Significant Sleep Quality × Group × Time interaction on Digit Span Backward performance, controlling for baseline Mini-Mental State Examination score: The exercise group with poor sleep quality remained relatively stable (blue line in Panel A) while the control group with poor sleep quality declined on Digit Span Backward performance (blue line in Panel B). a) Exercise group: Digit Span Backward scores at baseline and post-test stratified by baseline sleep quality. b) Control group: Digit Span Backward scores at baseline and post-test stratified by baseline sleep quality.

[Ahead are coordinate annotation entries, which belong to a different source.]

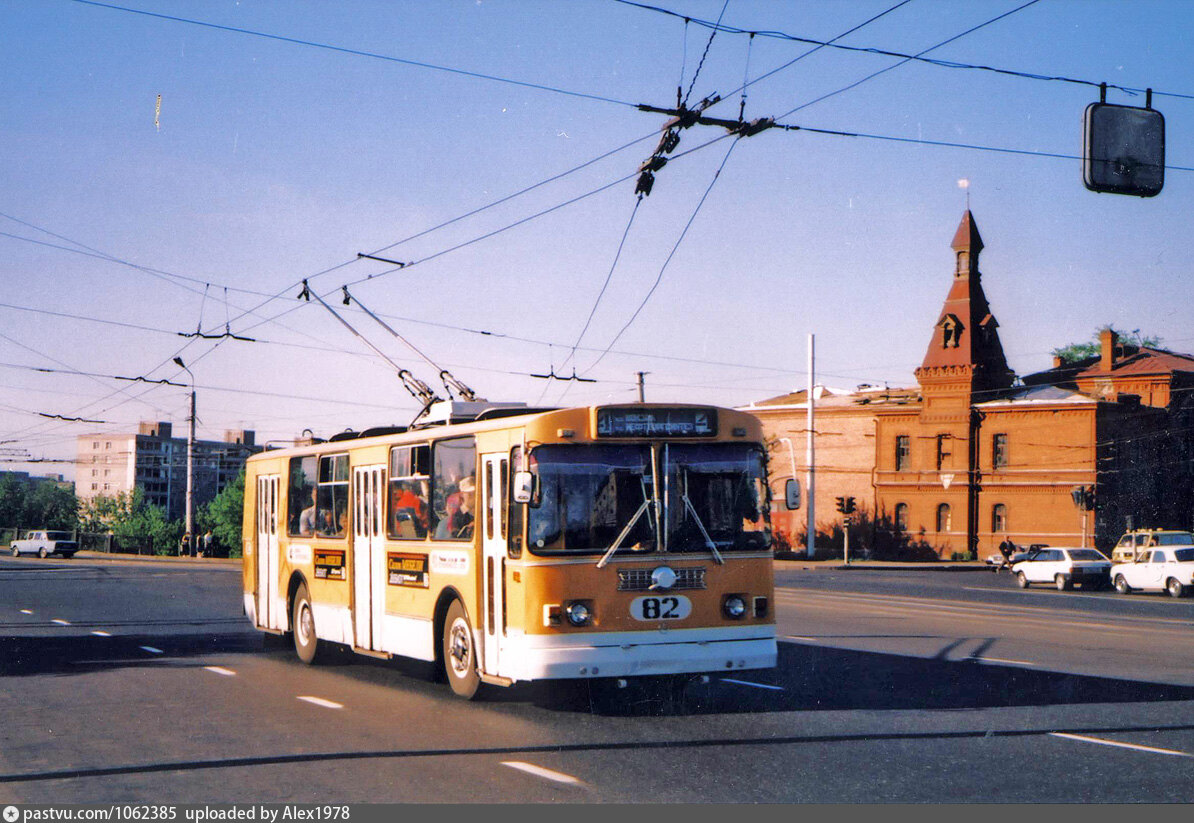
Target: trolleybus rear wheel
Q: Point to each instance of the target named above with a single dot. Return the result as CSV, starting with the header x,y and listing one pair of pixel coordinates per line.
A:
x,y
303,625
460,652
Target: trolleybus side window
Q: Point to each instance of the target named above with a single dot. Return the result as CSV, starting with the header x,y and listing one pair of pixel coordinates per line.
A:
x,y
454,489
332,499
410,481
318,496
301,496
514,510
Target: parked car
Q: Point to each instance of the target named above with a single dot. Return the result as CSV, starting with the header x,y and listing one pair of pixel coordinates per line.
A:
x,y
997,559
1063,567
1136,544
1167,569
43,544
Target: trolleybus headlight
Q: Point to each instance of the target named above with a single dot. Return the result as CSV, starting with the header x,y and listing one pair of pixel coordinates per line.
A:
x,y
734,607
578,613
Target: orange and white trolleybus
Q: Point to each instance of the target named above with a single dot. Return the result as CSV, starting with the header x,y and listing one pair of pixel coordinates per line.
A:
x,y
508,544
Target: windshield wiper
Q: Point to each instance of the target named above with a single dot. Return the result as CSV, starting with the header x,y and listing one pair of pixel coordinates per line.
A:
x,y
621,536
696,517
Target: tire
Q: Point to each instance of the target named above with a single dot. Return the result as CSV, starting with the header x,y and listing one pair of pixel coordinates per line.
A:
x,y
302,621
460,652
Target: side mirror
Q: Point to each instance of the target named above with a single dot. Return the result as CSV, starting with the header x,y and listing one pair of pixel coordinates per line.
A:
x,y
792,493
524,486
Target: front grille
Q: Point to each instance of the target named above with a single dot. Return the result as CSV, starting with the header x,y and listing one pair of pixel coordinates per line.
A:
x,y
639,579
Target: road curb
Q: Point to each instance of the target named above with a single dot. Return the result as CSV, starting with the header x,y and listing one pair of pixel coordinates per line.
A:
x,y
158,558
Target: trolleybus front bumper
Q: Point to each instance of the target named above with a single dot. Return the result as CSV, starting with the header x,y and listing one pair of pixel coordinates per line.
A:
x,y
638,653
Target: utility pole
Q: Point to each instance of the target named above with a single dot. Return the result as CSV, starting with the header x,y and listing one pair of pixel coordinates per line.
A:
x,y
190,466
811,542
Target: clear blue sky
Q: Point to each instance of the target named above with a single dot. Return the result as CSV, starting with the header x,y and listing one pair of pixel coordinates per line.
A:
x,y
275,158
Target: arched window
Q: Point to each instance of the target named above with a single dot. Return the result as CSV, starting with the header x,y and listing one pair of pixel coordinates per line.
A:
x,y
998,519
943,517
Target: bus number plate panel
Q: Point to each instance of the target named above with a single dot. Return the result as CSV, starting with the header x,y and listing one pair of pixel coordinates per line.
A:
x,y
664,607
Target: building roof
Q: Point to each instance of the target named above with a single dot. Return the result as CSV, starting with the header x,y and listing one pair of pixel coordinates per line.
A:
x,y
826,397
1041,394
966,332
967,238
1142,362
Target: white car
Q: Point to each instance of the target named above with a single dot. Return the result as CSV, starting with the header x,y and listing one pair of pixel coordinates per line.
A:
x,y
1167,569
43,544
1063,567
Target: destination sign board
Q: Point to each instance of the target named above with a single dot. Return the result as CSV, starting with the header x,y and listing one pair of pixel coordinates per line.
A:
x,y
636,422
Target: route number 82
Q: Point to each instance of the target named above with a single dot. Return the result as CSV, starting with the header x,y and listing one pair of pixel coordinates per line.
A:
x,y
668,607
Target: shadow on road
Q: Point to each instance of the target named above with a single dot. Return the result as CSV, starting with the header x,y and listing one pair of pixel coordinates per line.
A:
x,y
75,655
808,677
817,679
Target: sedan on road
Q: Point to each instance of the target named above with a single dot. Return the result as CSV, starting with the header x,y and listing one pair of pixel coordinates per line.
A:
x,y
1063,567
1157,570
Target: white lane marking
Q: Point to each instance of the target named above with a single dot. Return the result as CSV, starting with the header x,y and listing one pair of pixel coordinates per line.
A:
x,y
540,772
746,682
1121,745
997,659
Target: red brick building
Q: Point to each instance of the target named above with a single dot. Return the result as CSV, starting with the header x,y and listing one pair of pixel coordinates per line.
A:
x,y
974,454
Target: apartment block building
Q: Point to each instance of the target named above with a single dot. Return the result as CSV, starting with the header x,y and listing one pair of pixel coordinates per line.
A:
x,y
152,459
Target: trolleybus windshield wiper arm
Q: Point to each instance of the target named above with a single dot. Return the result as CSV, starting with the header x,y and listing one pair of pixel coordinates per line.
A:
x,y
696,517
621,536
708,540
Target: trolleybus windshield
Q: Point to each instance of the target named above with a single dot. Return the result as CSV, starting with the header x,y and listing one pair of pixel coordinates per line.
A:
x,y
595,497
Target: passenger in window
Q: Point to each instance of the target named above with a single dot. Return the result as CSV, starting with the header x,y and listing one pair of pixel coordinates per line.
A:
x,y
408,511
457,521
327,523
308,517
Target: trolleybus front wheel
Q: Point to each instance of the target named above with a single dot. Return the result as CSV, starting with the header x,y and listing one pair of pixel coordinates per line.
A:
x,y
460,652
303,624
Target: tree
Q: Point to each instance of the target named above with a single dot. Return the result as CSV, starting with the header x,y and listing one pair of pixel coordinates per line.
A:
x,y
131,521
36,504
53,507
1076,352
225,515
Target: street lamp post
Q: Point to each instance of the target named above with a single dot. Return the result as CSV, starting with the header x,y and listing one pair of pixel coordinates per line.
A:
x,y
190,466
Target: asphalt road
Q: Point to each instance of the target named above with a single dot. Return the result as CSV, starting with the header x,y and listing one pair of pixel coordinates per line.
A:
x,y
141,682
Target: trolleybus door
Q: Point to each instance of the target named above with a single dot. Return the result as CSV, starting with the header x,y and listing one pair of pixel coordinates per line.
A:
x,y
493,548
368,556
269,603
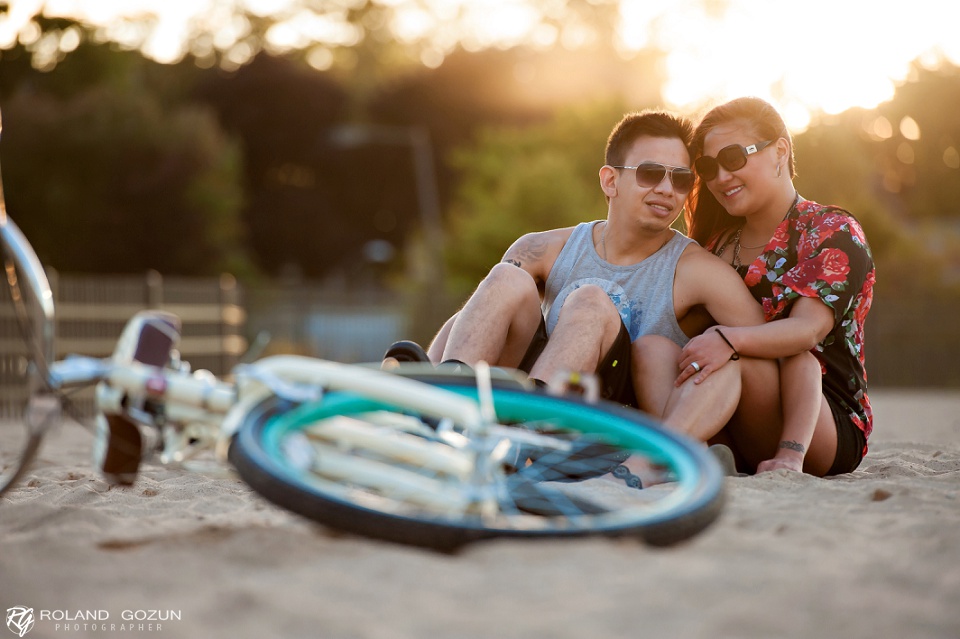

Higher scores indicate better performance. Error bars represent +/− 2 SEs.
Figure 2.
Figure 2.
(A) Significant Group × Time interaction on Trail-Making Test—A performance, controlling for baseline Mini-Mental State Examination score: The exercise group improved on TMT-A performance from baseline to post-test (red line in Panel A) while the control group remained relatively stable (blue line in Panel A). (B and C) Significant BMI × Group × Time interaction on Trail-Making Test—A performance, controlling for baseline Mini-Mental State Examination score. In the normal BMI group (blue lines in Panels B and C), whereas the exercise group improved on Trail-Making Test—A performance, the control group remained stable. In the obese BMI group (green lines in Panels B and C), whereas the exercise group remained stable, the control group worsened on Trail-Making Test—A performance. Lower scores indicate better performance. Error bars represent +/− 2 SEs.
Figure 3.
Figure 3.
Significant Group × Time interaction on Beck Depression Inventory-II, controlling for baseline Mini-Mental State Examination score: Whereas the control group remained largely stable (blue line), the exercise group showed a decrease in depressive symptomatology (red line). Lower scores indicate lower depressive symptomology. Error bars represent +/− 2 SEs.